Le 18 juillet 2006 la déclaration a été signée par le Conseil méthodiste mondial à Séoul en présence du cardinal Walter Kasper, président du Conseil
pontifical pour l’unité des chrétiens, du révérend Ismael Noko, secrétaire général de la Fédération luthérienne mondiale et du pasteur Samuel Kobia, lui-
même méthodiste et secrétaire général du Conseil œcuménique des Églises (COE).
La Communion mondiale d'Églises réformées (CMER) s’est associée officiellement à la déclaration sur la justification lors d’un culte le 5 juillet 2017 à l’église de Wittenberg.
Le 31 octobre 2017, dernier jour de l’année jubilaire marquant le
500e anniversaire de la Réforme protestante, l’archevêque de Cantorbéry, primat de la communion anglicane, a annoncé que son Église rejoignait la Déclaration commune sur la justification par la foi.
Catéchèse du Pape François sur la Lettre de saint Paul aux Galates
Lors de l’audience générale du 29 septembre 2021, dans la salle Paul VI
au Vatican, le pape François a poursuivi sa catéchèse sur la Lettre aux Galates de Saint Paul.
« Mais, qu’est-ce que la justification ? », a-t-il interrogé.
« Nous, qui étions des pécheurs, (nous) sommes devenus des justes. »
« Qui alors nous a rendus justes ? »,
« Ce processus de transformation est la justification »,
« nous, devant Dieu, (nous) sommes justes. »
Dans la Lettre aux Galates, ainsi que dans celle aux Romains, a souligné le pape
« Paul insiste sur le fait que la justification vient de la foi en Christ ».
Reconnaissant qu’ « il n’est pas facile de parvenir à une définition exhaustive » de la justification, François explique que dans l’ensemble de la pensée de saint Paul, « nous pouvons simplement dire que la justification est la conséquence de “la miséricorde de Dieu qui offre le pardon” ».
« La justification c’est Dieu qui pardonne (à) chacun dès le commencement, en Christ », a-t-il souligné.
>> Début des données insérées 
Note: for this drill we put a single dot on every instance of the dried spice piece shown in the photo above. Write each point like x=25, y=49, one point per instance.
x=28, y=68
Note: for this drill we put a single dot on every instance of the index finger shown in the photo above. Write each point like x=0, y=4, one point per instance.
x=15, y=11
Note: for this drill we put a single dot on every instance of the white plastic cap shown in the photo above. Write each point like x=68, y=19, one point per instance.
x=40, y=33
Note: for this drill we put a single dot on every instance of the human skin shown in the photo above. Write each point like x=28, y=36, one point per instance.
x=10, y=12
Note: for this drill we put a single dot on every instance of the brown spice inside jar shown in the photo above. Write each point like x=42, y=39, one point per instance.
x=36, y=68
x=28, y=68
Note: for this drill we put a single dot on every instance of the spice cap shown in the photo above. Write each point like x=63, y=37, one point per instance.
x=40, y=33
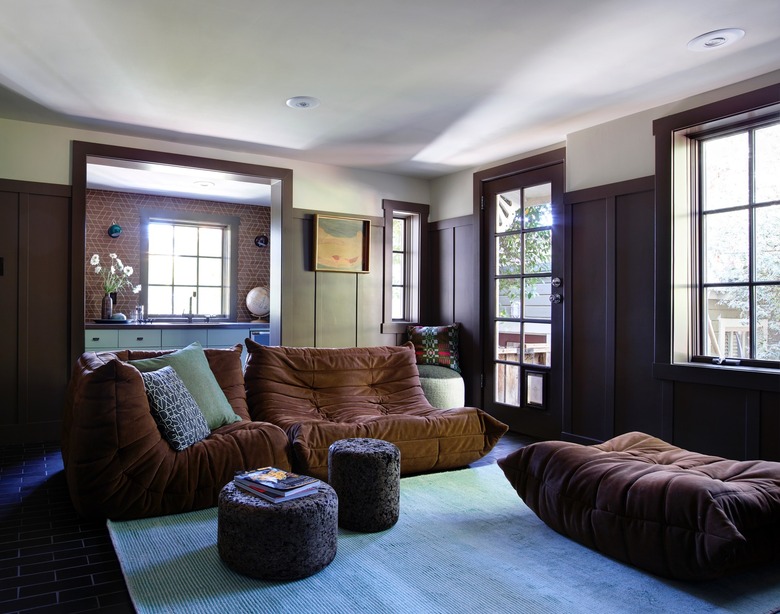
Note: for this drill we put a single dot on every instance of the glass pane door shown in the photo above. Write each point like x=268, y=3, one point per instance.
x=523, y=264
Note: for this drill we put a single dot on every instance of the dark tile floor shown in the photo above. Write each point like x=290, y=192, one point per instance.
x=51, y=560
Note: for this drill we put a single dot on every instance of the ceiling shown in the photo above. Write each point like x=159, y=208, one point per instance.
x=415, y=87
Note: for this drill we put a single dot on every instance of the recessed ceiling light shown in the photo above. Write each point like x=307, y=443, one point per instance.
x=715, y=39
x=303, y=102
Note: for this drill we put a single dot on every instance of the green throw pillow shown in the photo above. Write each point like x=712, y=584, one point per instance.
x=193, y=368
Saint Paul conquis par le Christ, et la foi en lui « qui l’a transformé en profondeur », a poursuivi le pape François, lui a permis « de découvrir une vérité jusqu’alors cachée : nous ne devenons pas justes
par nos propres efforts ».
Non, a affirmé François, « ce n’est pas nous mais c’est le Christ, avec la force de sa grâce, qui nous rend justes ». « Nous avons été justifiés, nous avons été sauvés par pure grâce, non par nos propres mérites. Et cela nous donne une grande confiance », a-t-il relevé.
Rappelant l’enseignement de l’apôtre Jacques : « L’homme devient juste par les œuvres, et non seulement par la foi », le pape François a également
rappelé que la justification « si elle ne fleurit pas par nos œuvres, sera là, sous terre, comme morte ». « Elle est là, mais nous devons la mettre en œuvre par nos actions », a-t-il précisé. « Ainsi, les paroles de Jacques complètent l’enseignement de Paul ».
Pour les deux, en effet,
« la réponse de la foi exige d’être actifs dans l’amour de Dieu et dans l’amour du prochain ».